Dal nostro inviato a Copenaghen
C'è un nuovo Eros Ramazzotti in città, anzi nel mondo. E si capisce proprio ascoltandolo all'estero, dove di solito i nostri cantanti attirano soltanto italiani. Invece qui alla Royal Arena, lussuoso palasport di Copenhagen, tra i dodicimila spettatori gli italiani sono una minoranza nel pubblico del concerto inserito in Una Storia Importante World Tour, finora 71 date in 30 paesi per un totale di 715mila biglietti venduti con l'obiettivo di arrivare a un milione entro il 2027. Ciao come stai chiede una signora con impeccabile accento nostrano nonostante sia danese dalla nascita. Lei, come tutti, salta di gioia quando inizia Quanto amore sei e subito dopo Un cuore con le ali. Il palco di Ramazzotti ha la forma stilizzata di uno scorpione (oppure, più raffinatamente, di una elica del Dna) ed è un'alternanza di discese e risalite che, come spiega lui, "sono faticosissime".
Ma è un dettaglio che i nove musicisti, le tre coriste e lui, Eros, tredici in totale, accettano volentieri se non altro perché la risposta della platea è entusiasmante fino alla fine, entusiasmante per quelli che sono gli standard del Nord Europa, dove la reazione del pubblico generalmente rimane compresa tra indifferenza e pacato calore. Qui no. C'è un nuovo Eros che porta in giro un concerto suonato per davvero, con un mega palco e 260 metri quadri di schermi, e che per fortuna dice quanto praticamente tutti si aspettano. E cioè: "La musica deve essere questa, senza basi e senza autotune". Forse per questo lo show di Ramazzotti di mercoledì 4 marzo alla Royal Arena di Copenhagen è sembrato probabilmente uno dei suoi migliori di sempre, oltre a essere un bel biglietto da visita dell'Italia musicale nel mondo. Focalizzato. Empatico. Divertente. Con omaggi a Lucio Dalla (nel giorno del suo compleanno) e a Bob Marley. E la sorpresa è stata l'arrivo di Max Pezzali, proprio lui, qui sul palco, a cantare un brano che uscirà come singolo il 13 marzo (loro due insieme nella foto). "Come nei film unisce i nostri due mondi spiega Pezzali prima di entrare in scena c'è quello di Eros ma anche il mio, legato al racconto degli amici e alla celebrazione del passato". Insomma un concerto che esalta il valore aggiunto della musica italiana all'estero, ossia quello di raccontare un mondo diverso (come dal testo di Terra promessa, il suo primo successo del 1984), un mondo lontano dai soliti clichè di pizza e mandolino ma che rappresenta un'identità musicale dalla quale è difficile uscire.
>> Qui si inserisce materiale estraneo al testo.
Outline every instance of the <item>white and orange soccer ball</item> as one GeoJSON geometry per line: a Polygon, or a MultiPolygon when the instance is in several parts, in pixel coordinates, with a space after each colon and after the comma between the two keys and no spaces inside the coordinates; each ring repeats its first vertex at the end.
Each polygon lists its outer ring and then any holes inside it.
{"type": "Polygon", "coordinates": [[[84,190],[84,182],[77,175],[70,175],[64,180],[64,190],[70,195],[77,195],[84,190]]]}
Ed è per questo che oggi Eros Ramazzotti, lanciato proprio dal Festival di Sanremo a metà degli anni Ottanta, resta uno dei nostri più credibili ambasciatori. Perciò ci sta un suo commento sul vincitore dell'ultima edizione, Sal Da Vinci: "Lo conosco bene, l'ho chiamato nella Nazionale Cantanti già nel periodo 1995/1998, il suo brano Per sempre sì non è male, è sullo stile di Se bruciasse la città, ma forse l'arrangiamento è troppo vintage, guarda al passato e diciamo che al Festival hanno partecipato canzoni più belle, ad esempio quelle di Sayf o di Serena Brancale, con la quale ho già registrato un duetto che chissà quando sarà pubblicato". Ramazzotti, che è tonico e allenatissimo, non usa giri di parole: "Sta scoppiando la terza guerra mondiale ma in pubblico non si può neanche dire viva la pace, ci sono due figure che stanno destabilizzando 8 miliardi di persone, questa non è politica, è disumanità" dice spiegando perché sul palco c'è, appunto, il segno della pace. E proprio per questo, oggi più di prima, le parentesi dei concerti hanno un significato vitale.
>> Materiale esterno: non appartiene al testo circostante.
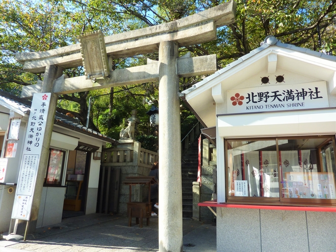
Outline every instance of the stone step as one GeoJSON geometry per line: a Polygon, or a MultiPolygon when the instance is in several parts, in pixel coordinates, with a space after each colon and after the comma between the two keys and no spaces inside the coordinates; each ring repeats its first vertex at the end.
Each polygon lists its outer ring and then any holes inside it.
{"type": "Polygon", "coordinates": [[[184,192],[189,192],[192,194],[192,188],[191,187],[182,187],[182,195],[184,192]]]}
{"type": "Polygon", "coordinates": [[[184,169],[182,171],[182,176],[186,176],[186,177],[189,177],[189,175],[197,175],[198,172],[197,170],[194,169],[184,169]]]}
{"type": "Polygon", "coordinates": [[[192,211],[182,211],[182,217],[184,218],[192,218],[192,211]]]}
{"type": "Polygon", "coordinates": [[[182,202],[184,204],[192,204],[192,198],[183,198],[182,197],[182,202]]]}
{"type": "Polygon", "coordinates": [[[197,180],[197,176],[196,178],[182,178],[182,183],[190,183],[191,186],[192,186],[192,182],[195,182],[197,180]]]}
{"type": "Polygon", "coordinates": [[[191,211],[192,212],[192,203],[183,203],[182,204],[182,211],[191,211]]]}

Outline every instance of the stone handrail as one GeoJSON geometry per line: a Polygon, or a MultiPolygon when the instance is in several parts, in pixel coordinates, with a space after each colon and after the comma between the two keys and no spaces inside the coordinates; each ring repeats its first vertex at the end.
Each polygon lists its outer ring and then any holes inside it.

Quelli di Ramazzotti passeranno anche in Italia, ovviamente: sette stadi, tra i quali Bari, Udine e Napoli già esauriti e quello di Milano vicino a esserlo (9 giugno). In poche parole, la differenza la fanno sempre gli artisti. E le storie. Quella di Eros Ramazzotti non è solo importante ma resta un messaggero dell'Italia nel mondo. Come conferma il pubblico di Copenhagen, caloroso come se, appunto, fossimo in Italia.